Kızgın Buhar Bir Yalıtkandır

Doymuş-Buhar-Kızgın-resim-1

Şekil 2

 

Kızgın buhar, mineral yün ya da strafor gibi tüm iyi izolatörlerde kullanılan hava ile aynı U katsayısına sahiptir.

 

Doymuş buhardan daha sıcak olduğu için daha fazla enerji içeren kızgın buhar, zayıf ısı iletim kapasitesine sahiptir. Isı iletiminin kızgın buharda düşük olması, buhar ve ısıtma yüzeyi arasında bir sıcaklık profilini indükler.

 

Şekil 2 Bu profili göstermektedir.

 

Buhar, Doymuş Olduğunda Isı Transferi Çok Daha İyidir.

 

Doymuş buhar sıcaklığı üniform olduğundan, buhar ve ısıtma yüzeyi arasında hiçbir sıcaklık profili ortaya çıkmaz.

 

Isı dönüştürücülerde , doymuş buhar ısıtma yüzeyi ile doğrudan temas halinde değildir ; çünkü buhar kondensi , ısıtma yüzeyinden ince bir yoğuşma tabakası ( kondensat film) oluşturur.

 

Sıvı haldeki suyun enerji değişimi kapasitesinin doymuş buhara göre daha düşük olduğunu önceden görmüştük. Isıtma yüzeyinde oluşan kondensat tabakası yerçekimi ile ısı dönüştürücünün altına doğru akar. Bu tabakanın kalınlığı göreceli olarak, ısıtma yüzeyi dikey olarak çok uzun değilse, cihazın tüm ısıtma yüzeyinden daha fazladır. Akış, kondensat filmin sıcaklığını eşitler ve bir sıcaklık profilinin oluşumunu önler. Bu buhar ve sıvı arasındaki ısı transferini maksimumda tutar.

 

Doymuş buhar kullanıldığı zamanki sıcaklık profili , Şekil 3’de gösterilmektedir. Daha önceki çizim ile arasındaki fark ısıtma yüzeyi üzerindeki yoğunlaşma bir tabakası olması ve buhar sıcaklığının sabit olmasıdır.

 

Doymuş-Buhar-Kızgın-resim-2

Şekil 3

 

Kızgın Buhar Türbinlerde Daha Verimlidir.

 

Türbinde buhar kuru olmalıdır.
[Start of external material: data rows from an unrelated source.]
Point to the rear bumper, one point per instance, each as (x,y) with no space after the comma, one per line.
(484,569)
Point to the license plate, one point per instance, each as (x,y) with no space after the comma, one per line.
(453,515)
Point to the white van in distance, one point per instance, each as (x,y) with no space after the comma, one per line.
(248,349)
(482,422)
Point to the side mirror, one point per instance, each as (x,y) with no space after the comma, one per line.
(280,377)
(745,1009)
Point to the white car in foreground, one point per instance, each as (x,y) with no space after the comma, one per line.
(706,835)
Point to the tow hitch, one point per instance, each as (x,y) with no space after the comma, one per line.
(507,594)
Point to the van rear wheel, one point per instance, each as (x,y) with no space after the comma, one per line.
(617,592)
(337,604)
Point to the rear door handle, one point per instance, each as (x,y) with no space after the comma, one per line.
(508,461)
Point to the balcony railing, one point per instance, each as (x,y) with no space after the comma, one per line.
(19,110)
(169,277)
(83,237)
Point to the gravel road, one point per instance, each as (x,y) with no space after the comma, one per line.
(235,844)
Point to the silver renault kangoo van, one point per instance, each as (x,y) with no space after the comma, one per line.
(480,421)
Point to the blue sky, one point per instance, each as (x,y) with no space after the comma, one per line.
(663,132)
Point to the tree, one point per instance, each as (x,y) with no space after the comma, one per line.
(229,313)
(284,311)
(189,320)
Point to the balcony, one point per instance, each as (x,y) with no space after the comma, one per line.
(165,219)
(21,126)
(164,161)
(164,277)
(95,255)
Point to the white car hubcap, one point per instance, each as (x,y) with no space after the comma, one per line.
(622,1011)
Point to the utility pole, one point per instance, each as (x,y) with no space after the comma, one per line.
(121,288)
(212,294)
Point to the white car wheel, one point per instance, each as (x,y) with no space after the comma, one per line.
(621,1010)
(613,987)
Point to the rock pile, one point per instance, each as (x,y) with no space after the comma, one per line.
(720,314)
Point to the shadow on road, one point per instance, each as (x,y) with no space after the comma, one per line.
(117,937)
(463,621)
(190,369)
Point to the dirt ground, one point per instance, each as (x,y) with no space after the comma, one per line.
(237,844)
Türbin kanatlarının kırılmasına sebep olabileceği için su damlacıklarına izin verilmez. Türbinde kanatların yüksek dönme hızında, su damlacıklarına uygulanan merkezkaç kuvveti çok önemlidir, kanatlarda dengesizlik yaratarak kırılmasına neden olabilir. Bu nedenle türbinlerde kızgın buhar kullanılır.

 

Türbinde iş miktarı buhar tarafından sağlanır. Kızgın buhar, yoğunlaşmadan ve enerjisini kaybetmeden kanatları iter ve enerji elde edilmesini sağlar. Bu da türbinlerde kızgın buhar kullanılmasının ikinci sebebidir.

 

Bu yazı “blog.plc2buy.com” sitesinden alınmıştır.